Anyway, I don’t think you’ll want a cockpit more crashworthy than that.

The Gen1 SR’s are more likely to flip during an off field landing if the gear comes off due to firewall design.

In fact, “landing on all the wheels” at the endpoint of a CAPS landing has rarely happened. (It certainly didn’t in your water-landing CAPS pull.) As you point out, it doesn’t matter. The energy is so low that despite the myriad terrain and obstacles the airplane has encountered under CAPS, as long as the pull occurred above 600 feet, 100% have been successful.

Interesting point. I did not know that. Thanks

See this post from Curt Sanford from 10 years ago (in public forum).
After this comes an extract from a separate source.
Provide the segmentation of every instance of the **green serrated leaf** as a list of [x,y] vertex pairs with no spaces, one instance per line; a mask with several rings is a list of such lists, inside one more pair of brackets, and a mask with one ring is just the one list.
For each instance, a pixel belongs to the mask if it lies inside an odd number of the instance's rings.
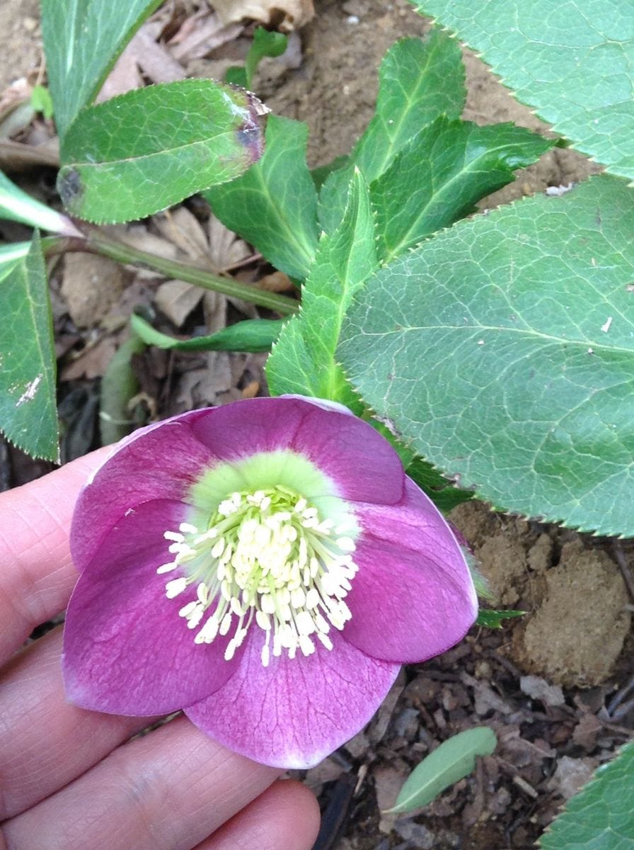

Interesting. So, is it the opinion that the straight firewall will dig into the surface and flip while the slanted will skid? I’m guessing this is only if the nosewheel sheers off and the cowl is destroyed? Or is there a more technical explanation that I am missing? Also, is this with CAPs or an attempt to land, or both?

At any rate, this is very good to know and expect?
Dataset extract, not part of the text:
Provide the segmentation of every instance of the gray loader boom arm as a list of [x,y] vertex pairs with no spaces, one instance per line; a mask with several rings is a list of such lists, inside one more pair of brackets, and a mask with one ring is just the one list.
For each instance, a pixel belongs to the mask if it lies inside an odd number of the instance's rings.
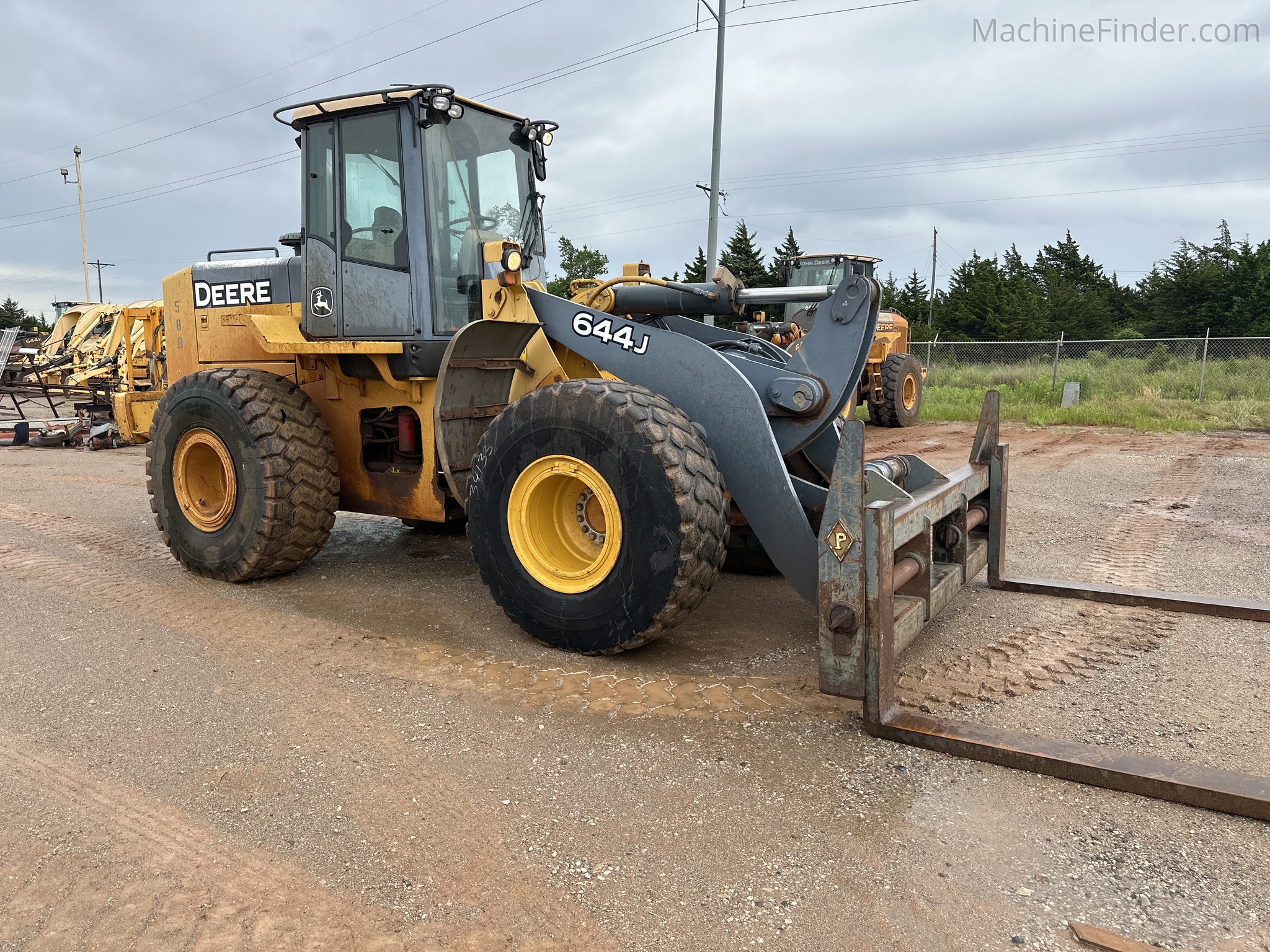
[[551,340],[662,393],[705,428],[737,505],[776,567],[812,604],[818,600],[817,539],[804,506],[823,505],[826,490],[790,476],[784,457],[822,434],[837,446],[837,432],[829,430],[864,371],[879,292],[871,278],[845,279],[822,305],[812,333],[786,353],[682,316],[658,321],[662,326],[641,324],[528,289]]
I think you have the whole picture. Back when the G2s came out, it was widely discussed that most of the fuselage changes - and there were many - were implemented mainly to save time and money during fabrication. The G2 fuselage starts with fewer parts than the G1. However, there were design changes that buyers considered to be improvements nonetheless. For pilots and passengers, the three most obvious changes were (a) the pushbutton doors that replaced G1 levers and pins, (b) the access panel for the parachute servicing and © the slanted firewall which was deemed safer (less likely to flip) in some crashes.

SIDEBAR: The door issue is widely debated with strong opinions on both sides. Some people consider the G2 pushbutton style a step forward, while others prefer the G1 style levers. I do belive there is general agreement that the third style, introduced in 2016 on G5s, is an improvement over both prior door latches. If I am wrong about that, someone please correct me.

I do believe it is presumed that the gear would be gone before the firewall issue would come into play in a crash.